What is your approach to intervention and what teaching methods do you use at FLC? Is it "Discrete Trial Training" (DTT), "Natural Environment Teaching" (NET) "Fluency Based Instruction" (FBI), etc.?
We believe that there is a critical importance of individualizing the programs and the intervention to the learner, that is, to address the “goodness of fit” framework (Bailey et al., 1990) in matching interventions to learners. Individualization requires that we attend to all of the aspects of the learner’s environment, to the learner’s characteristics and skills, to the quality of implementation, and to the maintenance of skills (Cummings, 1999).
The inclusive message is that people with autism and other developmental disorders learn in a variety of ways and through a variety of instructional procedures, and that the broad spectrum of empirically validated approaches should be utilized. In addressing the question of which teaching procedure/ method of intervention is the most effective, it is recommended that we do not put all our eggs (resources, assets, hopes) in any single procedural basket because, like all of us, people with autism must learn to learn, from their surrounding environment, in a variety of ways. These include direct instruction, incidental teaching, television, computers; from their parents, teachers and peers. Also from auditory, pictorial and textual cues. There are many evidence based intervention procedures that accomplish these different but equally important objectives (Weiss, M.J., 2000).
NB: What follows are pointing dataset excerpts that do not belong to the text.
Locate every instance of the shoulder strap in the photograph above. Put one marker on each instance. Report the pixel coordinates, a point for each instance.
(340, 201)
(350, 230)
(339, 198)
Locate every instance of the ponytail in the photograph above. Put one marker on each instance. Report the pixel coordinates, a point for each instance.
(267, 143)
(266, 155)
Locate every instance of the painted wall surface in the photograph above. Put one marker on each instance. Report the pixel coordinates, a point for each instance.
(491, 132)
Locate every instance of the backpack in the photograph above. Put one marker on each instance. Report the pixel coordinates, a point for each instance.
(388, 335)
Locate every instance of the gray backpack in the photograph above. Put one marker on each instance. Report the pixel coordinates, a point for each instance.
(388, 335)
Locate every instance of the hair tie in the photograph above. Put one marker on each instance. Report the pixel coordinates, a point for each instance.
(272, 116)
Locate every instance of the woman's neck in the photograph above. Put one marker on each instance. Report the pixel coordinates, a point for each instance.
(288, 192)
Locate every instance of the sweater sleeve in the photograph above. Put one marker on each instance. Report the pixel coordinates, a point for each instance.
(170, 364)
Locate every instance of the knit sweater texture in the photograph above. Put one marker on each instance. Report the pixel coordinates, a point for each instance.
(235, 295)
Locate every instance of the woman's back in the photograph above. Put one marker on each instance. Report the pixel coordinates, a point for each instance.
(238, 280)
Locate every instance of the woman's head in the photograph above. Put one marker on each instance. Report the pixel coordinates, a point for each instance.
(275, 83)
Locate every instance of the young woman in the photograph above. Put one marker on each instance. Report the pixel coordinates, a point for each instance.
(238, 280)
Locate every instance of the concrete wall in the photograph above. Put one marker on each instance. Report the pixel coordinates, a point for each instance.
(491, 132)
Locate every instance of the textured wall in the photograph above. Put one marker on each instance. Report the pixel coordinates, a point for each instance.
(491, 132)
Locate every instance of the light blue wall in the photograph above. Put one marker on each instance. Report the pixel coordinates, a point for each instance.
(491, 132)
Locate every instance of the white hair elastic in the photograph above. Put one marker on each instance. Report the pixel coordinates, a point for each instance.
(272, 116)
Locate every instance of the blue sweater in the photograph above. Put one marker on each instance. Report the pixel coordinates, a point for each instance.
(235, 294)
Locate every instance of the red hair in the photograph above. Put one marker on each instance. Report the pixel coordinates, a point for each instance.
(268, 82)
An over emphasis on any particular approach diminishes the potential influence of our intervention efforts, and threatens the individualization which is a hallmark characteristic of ABA. It is imperative that the application of these procedures be done in the context of a thorough assessment of the learner’s strengths, weaknesses, and needs. It is also important to monitor the functionality of these interventions. Finally, it is particularly important to be open to changing instructional procedures when the data does not indicate adequate progress (Krantz, 2000).